The year is 1968 and eleven-year-old Delphine and her two young sisters are leaving behind their home in Brooklyn and heading out to Oakland for the summer. Their father has decided that the girls need to spend some time with the mother they never really knew. But when they arrive in Oakland, they find that their mother isn't exactly glad to see them.
Wanting her home to herself, their mother Cecile sends the girls to the People's Center where each day they attend a Black Panther day camp. But the girls, especially Delphine, had high hopes of getting to know their mother. Slowly, over the course of the summer, they begin to learn not only about Black History but the true nature of their mother and why she left them. And in the end, they form a bond that no one expected.
One Crazy Summer by Rita Williams-Garcia is the 2011 winner of the Coretta Scott King Award, which is awarded for books about the African-American experience and written for a youth audience. This book is aimed at tweens but is a great book for children and adults of all ages.
It presents a unique view on race relations in the late 1960's as well as a unique view on the Black Panthers - through the eyes of a child involved in their programs. When the girls first arrive, they don't understand the struggle that is happening on the West Coast, it is far different from what they have been taught back home.

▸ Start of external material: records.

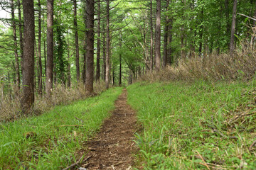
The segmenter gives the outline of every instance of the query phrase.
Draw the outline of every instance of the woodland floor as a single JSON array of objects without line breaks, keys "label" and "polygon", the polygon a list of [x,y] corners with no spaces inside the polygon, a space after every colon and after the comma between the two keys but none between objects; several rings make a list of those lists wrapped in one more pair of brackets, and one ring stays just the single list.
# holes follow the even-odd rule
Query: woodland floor
[{"label": "woodland floor", "polygon": [[[137,149],[134,133],[136,131],[136,112],[127,103],[127,91],[115,101],[112,116],[105,120],[100,132],[85,142],[86,154],[80,167],[95,169],[132,169],[134,164],[132,154]],[[86,160],[85,160],[86,159]]]}]

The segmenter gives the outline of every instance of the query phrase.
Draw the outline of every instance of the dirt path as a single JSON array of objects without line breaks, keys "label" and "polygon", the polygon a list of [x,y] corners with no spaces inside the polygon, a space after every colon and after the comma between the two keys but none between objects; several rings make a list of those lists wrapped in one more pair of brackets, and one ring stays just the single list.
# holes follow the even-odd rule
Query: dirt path
[{"label": "dirt path", "polygon": [[132,154],[137,151],[134,132],[136,130],[136,113],[127,104],[127,91],[115,102],[112,115],[105,120],[100,132],[86,142],[89,159],[84,168],[92,169],[132,169]]}]

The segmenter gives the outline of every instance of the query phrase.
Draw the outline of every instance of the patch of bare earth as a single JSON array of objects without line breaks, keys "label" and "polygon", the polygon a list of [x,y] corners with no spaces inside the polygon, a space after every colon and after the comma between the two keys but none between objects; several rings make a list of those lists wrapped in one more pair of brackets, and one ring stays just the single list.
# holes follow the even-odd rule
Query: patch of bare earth
[{"label": "patch of bare earth", "polygon": [[105,120],[100,132],[86,142],[88,149],[85,152],[88,152],[80,167],[88,170],[132,169],[134,163],[132,154],[137,151],[133,141],[137,117],[127,103],[127,96],[124,89],[115,102],[112,116]]}]

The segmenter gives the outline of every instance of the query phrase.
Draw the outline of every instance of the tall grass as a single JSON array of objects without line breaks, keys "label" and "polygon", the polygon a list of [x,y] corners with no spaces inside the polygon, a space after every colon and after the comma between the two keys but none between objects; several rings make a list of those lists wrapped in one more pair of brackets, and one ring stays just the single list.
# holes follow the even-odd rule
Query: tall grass
[{"label": "tall grass", "polygon": [[122,89],[56,106],[40,116],[0,123],[0,169],[63,169],[85,159],[83,142],[110,115]]},{"label": "tall grass", "polygon": [[[12,85],[7,90],[4,84],[0,84],[0,122],[18,119],[21,116],[21,91]],[[104,84],[95,84],[95,91],[101,93],[105,89]],[[50,98],[46,98],[45,94],[42,96],[36,94],[33,114],[40,115],[48,110],[53,106],[60,104],[68,104],[74,101],[85,98],[85,86],[82,83],[74,84],[70,88],[56,84],[53,89]]]},{"label": "tall grass", "polygon": [[139,169],[255,169],[256,81],[140,82]]},{"label": "tall grass", "polygon": [[242,45],[233,55],[213,53],[178,60],[176,65],[140,77],[142,81],[251,79],[256,72],[256,49]]}]

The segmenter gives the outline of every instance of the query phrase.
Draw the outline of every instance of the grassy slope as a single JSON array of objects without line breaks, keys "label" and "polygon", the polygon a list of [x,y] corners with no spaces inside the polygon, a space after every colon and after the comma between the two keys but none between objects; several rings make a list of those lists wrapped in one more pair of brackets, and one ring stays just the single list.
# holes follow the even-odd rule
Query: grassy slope
[{"label": "grassy slope", "polygon": [[[256,81],[137,83],[139,164],[146,169],[256,168]],[[204,164],[204,165],[203,165]]]},{"label": "grassy slope", "polygon": [[[58,169],[73,164],[75,152],[99,130],[121,93],[122,88],[111,89],[95,98],[56,106],[39,117],[0,124],[0,169]],[[60,126],[68,125],[84,126]],[[27,139],[28,132],[37,135]]]}]

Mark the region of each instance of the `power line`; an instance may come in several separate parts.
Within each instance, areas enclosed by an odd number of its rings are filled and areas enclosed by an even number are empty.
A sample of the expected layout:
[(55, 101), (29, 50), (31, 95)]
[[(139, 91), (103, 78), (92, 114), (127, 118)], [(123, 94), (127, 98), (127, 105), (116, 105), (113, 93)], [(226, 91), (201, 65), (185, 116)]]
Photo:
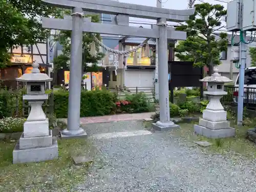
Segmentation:
[(159, 2), (159, 3), (161, 3), (161, 4), (165, 4), (165, 3), (167, 3), (167, 2), (168, 2), (168, 0), (166, 0), (166, 1), (165, 1), (165, 2), (163, 2), (162, 1), (162, 0), (158, 0), (158, 1)]

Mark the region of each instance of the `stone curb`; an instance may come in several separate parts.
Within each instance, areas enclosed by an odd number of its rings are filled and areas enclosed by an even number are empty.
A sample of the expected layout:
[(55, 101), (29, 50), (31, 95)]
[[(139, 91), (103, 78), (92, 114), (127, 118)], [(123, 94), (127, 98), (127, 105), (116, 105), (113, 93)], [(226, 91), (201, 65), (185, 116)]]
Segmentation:
[[(154, 119), (155, 115), (152, 115), (151, 118)], [(193, 122), (199, 121), (200, 117), (184, 117), (180, 118), (171, 118), (170, 120), (175, 123), (190, 123)]]

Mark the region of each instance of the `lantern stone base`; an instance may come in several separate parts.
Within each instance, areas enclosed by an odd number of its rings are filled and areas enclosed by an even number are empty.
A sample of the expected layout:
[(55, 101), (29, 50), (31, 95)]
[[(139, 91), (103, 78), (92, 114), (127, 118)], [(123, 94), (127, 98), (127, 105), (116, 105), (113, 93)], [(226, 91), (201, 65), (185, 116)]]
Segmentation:
[(13, 164), (38, 162), (58, 158), (58, 143), (52, 131), (47, 136), (24, 137), (22, 134), (12, 152)]
[(160, 131), (170, 131), (180, 128), (180, 125), (175, 124), (173, 121), (163, 123), (160, 121), (152, 123), (152, 127), (155, 130)]
[(24, 123), (24, 137), (49, 136), (49, 119), (43, 121), (26, 121)]
[(208, 138), (231, 137), (236, 135), (236, 129), (229, 127), (228, 121), (211, 121), (200, 119), (199, 124), (194, 125), (194, 128), (196, 133)]

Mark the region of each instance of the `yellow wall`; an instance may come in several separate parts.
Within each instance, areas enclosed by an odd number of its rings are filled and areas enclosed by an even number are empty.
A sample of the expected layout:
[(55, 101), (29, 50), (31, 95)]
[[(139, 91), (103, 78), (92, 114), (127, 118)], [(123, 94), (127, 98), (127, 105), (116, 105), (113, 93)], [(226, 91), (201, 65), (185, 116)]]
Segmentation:
[[(126, 49), (127, 50), (132, 49), (133, 48), (133, 46), (127, 46)], [(139, 57), (140, 55), (141, 57)], [(144, 48), (140, 48), (137, 51), (137, 63), (136, 66), (148, 66), (151, 65), (151, 59), (144, 55)], [(127, 58), (127, 66), (133, 66), (133, 59), (134, 59), (134, 53), (130, 53), (128, 55)], [(139, 57), (141, 57), (139, 58)]]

The messages in this book are quite powerful given that they are aimed at young children. This is an educational book that children will enjoy. Williams-Garcia has a talent for taking a divisive and turbulent time and making it accessible to young children. This is definitely a book you will want to read to your children while teaching them about the civil rights movement. It can't be easy to take a group as controversial as the Black Panthers and put them into a children's story without getting preachy or critical, but Rita Williams-Garcia did it perfectly.